BIO-3111 Geographical Information Systems (GIS) and Earth Observation - 10 ECTS
Local admission , application code 9371 - - Master`s level singular course.
Admission requires a Bachelor`s degree (180 ECTS) or equivalent qualification, with a major in biology of minimum 80 ECTS.
Recommended prerequisites: Students should have some familiarity with geographic information systems (GIS), basic statistics and general knowledge of practical use of computers.
- The meaning and importance of datum and projections in spatial data
- The physical background for remote sensing emphasizing the properties of electromagnetic radiation
- Principles of global navigation satellite systems (GNSS), its importance in gathering spatial reference data and integration in GIS
- Different remote sensing platforms (Drones/UAV and space borne satellites), active (radar and LIDAR) and passive (visible, infrared, thermal) sensors and application of multi- and hyperspectral data
- Understand the nature of raster data and basis of image processing (restoration, enhancement, transformation)
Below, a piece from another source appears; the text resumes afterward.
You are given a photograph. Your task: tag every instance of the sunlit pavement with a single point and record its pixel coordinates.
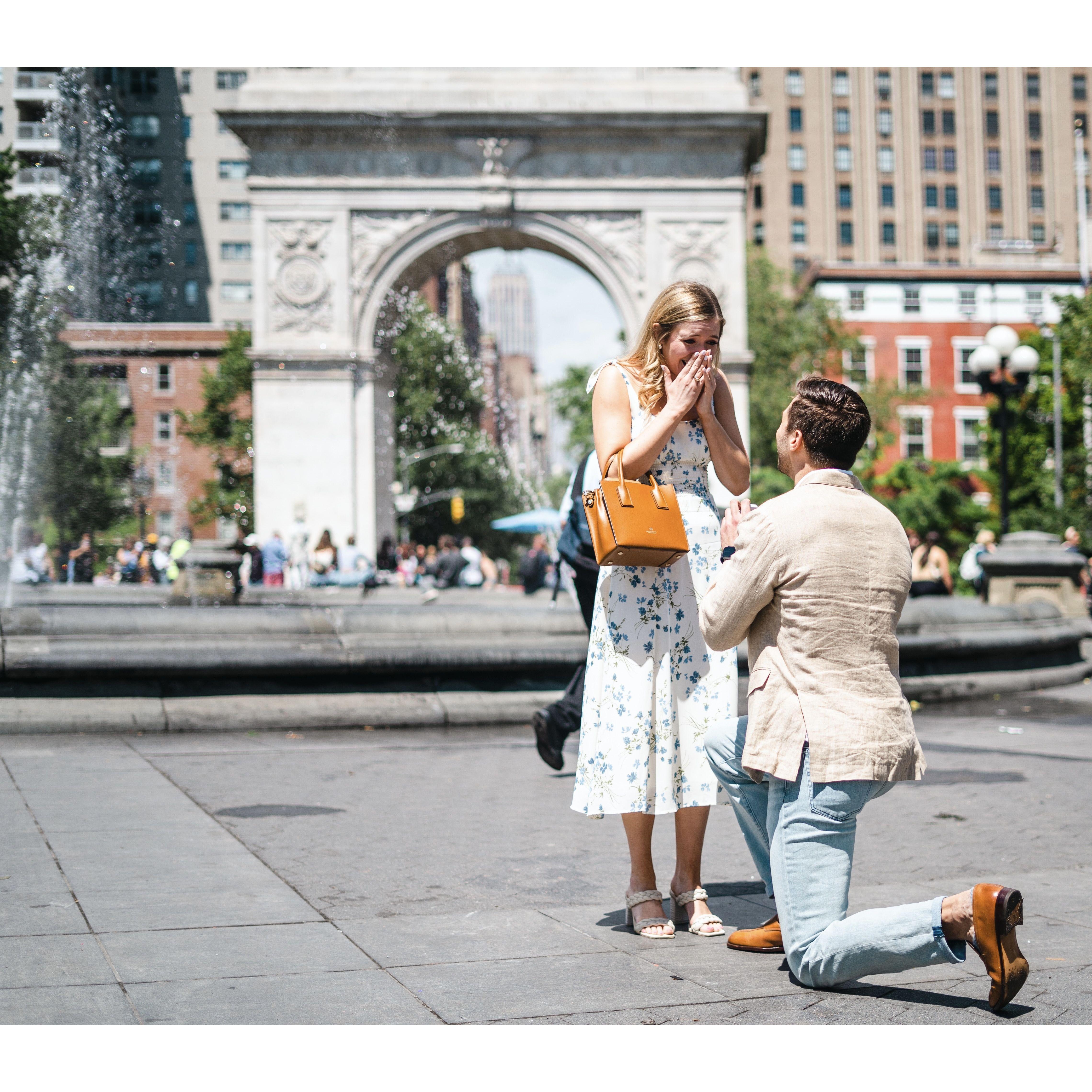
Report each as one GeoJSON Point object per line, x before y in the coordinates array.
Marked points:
{"type": "Point", "coordinates": [438, 876]}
- Background of image analyzing techniques (time serial and change detection), classification (supervised, unsupervised) and spatial interpolation and regression
Skills/ Learning outcome
- How to find, download, store and implement remote sensing data in GIS
- Application of different image processing techniques to improve the visibility and information content of raster data
- Create informative and visual attractive maps by combining basis topographical data and thematic data layers
- Determine land cover or other earth features by means of different classification methods
- Extract and analyze information by selective query in tabular data and visualize it in maps
- Create new data layers by Boolean query in raster data and combine them in multi-criteria suitability mapping
- Application of spatial multivariate analysis such as principle component analysis (PCA) for noise removal, data redundancy and change detection
- Apply both linear and non-linear regression techniques to analyze spatial relationships and heterogeneity
- Do simple Python scripting in order to understand how to be more efficient and productive within a GIS
- Understand the importance and usefulness of GIS and remote sensing as tools for solving practical environmental problems, presenting thematic data and as a management system for spatial data
- Independent complete a practical GIS project using remote sensing data, image processing and analyzing techniques and present the results and conclusions in a written report
Home examination report grades as Passed/Failed.
Obligatory required coursework:
all PC-lab assignments and five multiple-choice test associated with the lectures must be approved.
There will be a re-sit examination for students that does not pass the previous ordinary home examination.